いきなりスレッドなわけですが、これは以前下記の記事で紹介したものを修正したいからです。

このエントリでも触れましたが、PowerShell Cmdletは WriteObject メソッドと WriteError メソッドは、呼ばれたメソッド(たとえば、ProcessRecord メソッド)と同じスレッドから実行する必要があります。という観点でみると、実は一つ漏れがあって例外処理時にエラーが発生するのです。

以前載せていたものでは、Rxの Subscribe メソッドのonError の中で例外処理をしていましたが、このAction の中で直接ThrowTerminatingErrorを実行していました。ThrowTerminatingErrorは内部で WriteError メソッドを実行しているのですが、これが呼び出し元スレッドとは別のスレッドで実行されてしまい、Cmdletが強制終了してしまいます。

というわけで例外処理も含めて、すべての WriteObject メソッドと WriteError メソッドをメソッドの呼び出しスレッドと同じスレッドで実行するように修正したのが以下のコードになります。

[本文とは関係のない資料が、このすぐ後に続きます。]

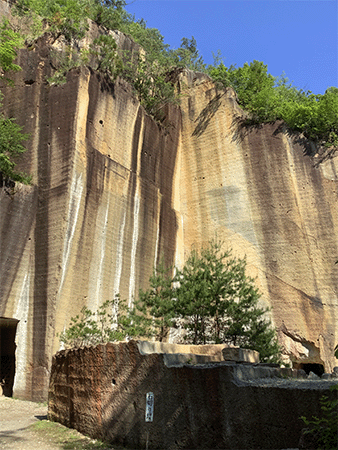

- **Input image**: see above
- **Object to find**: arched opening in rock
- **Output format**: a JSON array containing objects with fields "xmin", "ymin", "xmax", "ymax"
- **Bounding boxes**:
[
  {"xmin": 0, "ymin": 317, "xmax": 19, "ymax": 397},
  {"xmin": 292, "ymin": 363, "xmax": 325, "ymax": 377}
]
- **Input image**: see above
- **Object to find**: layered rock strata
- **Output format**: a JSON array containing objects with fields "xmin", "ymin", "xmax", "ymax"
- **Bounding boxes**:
[
  {"xmin": 48, "ymin": 341, "xmax": 334, "ymax": 450},
  {"xmin": 0, "ymin": 15, "xmax": 338, "ymax": 400}
]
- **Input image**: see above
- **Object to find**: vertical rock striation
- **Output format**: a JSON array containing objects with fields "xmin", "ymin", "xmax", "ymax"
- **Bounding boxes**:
[{"xmin": 0, "ymin": 30, "xmax": 338, "ymax": 400}]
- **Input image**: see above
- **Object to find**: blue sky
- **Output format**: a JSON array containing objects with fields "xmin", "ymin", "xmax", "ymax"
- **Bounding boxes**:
[{"xmin": 126, "ymin": 0, "xmax": 338, "ymax": 94}]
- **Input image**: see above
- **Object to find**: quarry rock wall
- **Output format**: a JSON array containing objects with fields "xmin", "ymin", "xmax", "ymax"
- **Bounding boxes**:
[
  {"xmin": 0, "ymin": 14, "xmax": 338, "ymax": 400},
  {"xmin": 48, "ymin": 341, "xmax": 333, "ymax": 450}
]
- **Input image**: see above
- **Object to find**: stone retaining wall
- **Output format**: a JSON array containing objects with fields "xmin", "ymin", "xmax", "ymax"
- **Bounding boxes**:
[{"xmin": 48, "ymin": 341, "xmax": 334, "ymax": 450}]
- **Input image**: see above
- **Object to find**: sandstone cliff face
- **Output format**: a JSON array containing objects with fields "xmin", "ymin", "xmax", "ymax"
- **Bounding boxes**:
[
  {"xmin": 0, "ymin": 21, "xmax": 338, "ymax": 400},
  {"xmin": 179, "ymin": 73, "xmax": 338, "ymax": 370}
]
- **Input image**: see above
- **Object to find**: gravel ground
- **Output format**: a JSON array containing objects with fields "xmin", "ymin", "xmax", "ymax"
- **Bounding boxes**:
[
  {"xmin": 0, "ymin": 396, "xmax": 57, "ymax": 450},
  {"xmin": 0, "ymin": 396, "xmax": 119, "ymax": 450}
]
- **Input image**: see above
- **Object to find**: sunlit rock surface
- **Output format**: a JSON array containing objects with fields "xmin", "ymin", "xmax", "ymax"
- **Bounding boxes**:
[{"xmin": 0, "ymin": 22, "xmax": 338, "ymax": 400}]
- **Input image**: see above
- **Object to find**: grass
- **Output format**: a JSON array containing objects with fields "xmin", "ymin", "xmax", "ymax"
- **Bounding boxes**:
[{"xmin": 31, "ymin": 420, "xmax": 124, "ymax": 450}]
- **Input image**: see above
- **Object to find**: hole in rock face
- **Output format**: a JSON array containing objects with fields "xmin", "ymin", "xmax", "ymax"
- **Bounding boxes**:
[
  {"xmin": 293, "ymin": 363, "xmax": 325, "ymax": 377},
  {"xmin": 0, "ymin": 317, "xmax": 19, "ymax": 397}
]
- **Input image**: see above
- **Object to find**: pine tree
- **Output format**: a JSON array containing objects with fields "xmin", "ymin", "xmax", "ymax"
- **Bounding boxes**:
[{"xmin": 138, "ymin": 241, "xmax": 280, "ymax": 362}]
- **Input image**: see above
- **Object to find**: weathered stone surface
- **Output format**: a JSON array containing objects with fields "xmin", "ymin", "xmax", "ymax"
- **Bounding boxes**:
[
  {"xmin": 0, "ymin": 1, "xmax": 338, "ymax": 400},
  {"xmin": 222, "ymin": 347, "xmax": 259, "ymax": 363},
  {"xmin": 48, "ymin": 341, "xmax": 333, "ymax": 450}
]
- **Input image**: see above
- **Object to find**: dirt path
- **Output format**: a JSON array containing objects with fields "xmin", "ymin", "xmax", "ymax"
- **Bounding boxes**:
[
  {"xmin": 0, "ymin": 396, "xmax": 57, "ymax": 450},
  {"xmin": 0, "ymin": 396, "xmax": 123, "ymax": 450}
]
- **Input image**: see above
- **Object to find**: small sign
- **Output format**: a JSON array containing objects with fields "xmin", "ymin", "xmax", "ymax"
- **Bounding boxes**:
[{"xmin": 146, "ymin": 392, "xmax": 154, "ymax": 422}]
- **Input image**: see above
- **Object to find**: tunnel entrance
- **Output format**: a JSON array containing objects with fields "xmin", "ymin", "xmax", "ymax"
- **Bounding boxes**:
[
  {"xmin": 0, "ymin": 317, "xmax": 19, "ymax": 397},
  {"xmin": 292, "ymin": 363, "xmax": 325, "ymax": 377}
]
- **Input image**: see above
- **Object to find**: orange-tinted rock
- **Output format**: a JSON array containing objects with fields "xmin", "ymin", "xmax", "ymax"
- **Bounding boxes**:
[{"xmin": 0, "ymin": 9, "xmax": 338, "ymax": 400}]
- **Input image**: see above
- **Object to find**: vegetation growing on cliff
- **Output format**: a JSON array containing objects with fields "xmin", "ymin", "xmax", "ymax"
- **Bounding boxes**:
[
  {"xmin": 208, "ymin": 60, "xmax": 338, "ymax": 147},
  {"xmin": 0, "ymin": 21, "xmax": 31, "ymax": 184},
  {"xmin": 136, "ymin": 241, "xmax": 280, "ymax": 362},
  {"xmin": 15, "ymin": 0, "xmax": 338, "ymax": 148},
  {"xmin": 60, "ymin": 242, "xmax": 280, "ymax": 362}
]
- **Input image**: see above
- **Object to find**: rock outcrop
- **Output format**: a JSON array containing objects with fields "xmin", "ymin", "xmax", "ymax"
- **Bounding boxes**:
[
  {"xmin": 48, "ymin": 341, "xmax": 335, "ymax": 450},
  {"xmin": 0, "ymin": 11, "xmax": 338, "ymax": 400}
]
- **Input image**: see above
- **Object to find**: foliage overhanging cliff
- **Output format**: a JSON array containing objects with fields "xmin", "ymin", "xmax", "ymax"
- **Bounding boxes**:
[{"xmin": 0, "ymin": 2, "xmax": 338, "ymax": 399}]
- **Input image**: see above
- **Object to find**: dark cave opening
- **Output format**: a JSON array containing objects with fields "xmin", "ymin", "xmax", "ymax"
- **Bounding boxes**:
[
  {"xmin": 0, "ymin": 317, "xmax": 19, "ymax": 397},
  {"xmin": 293, "ymin": 363, "xmax": 325, "ymax": 377}
]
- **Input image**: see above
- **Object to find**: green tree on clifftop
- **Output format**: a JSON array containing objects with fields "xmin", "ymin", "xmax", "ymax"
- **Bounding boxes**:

今回はRxを使ったサンプルになりましたが、 async/await を使った場合やそのほかの別スレッドでの実行を行う処理も同様です。WriteObject メソッドと WriteError メソッドはメソッドの呼び出しスレッドと同じスレッドから呼びだすようにしないといけません。そして、SynchronizationContext.Current がCmdletクラス内では null になっていることにも注意する必要があります。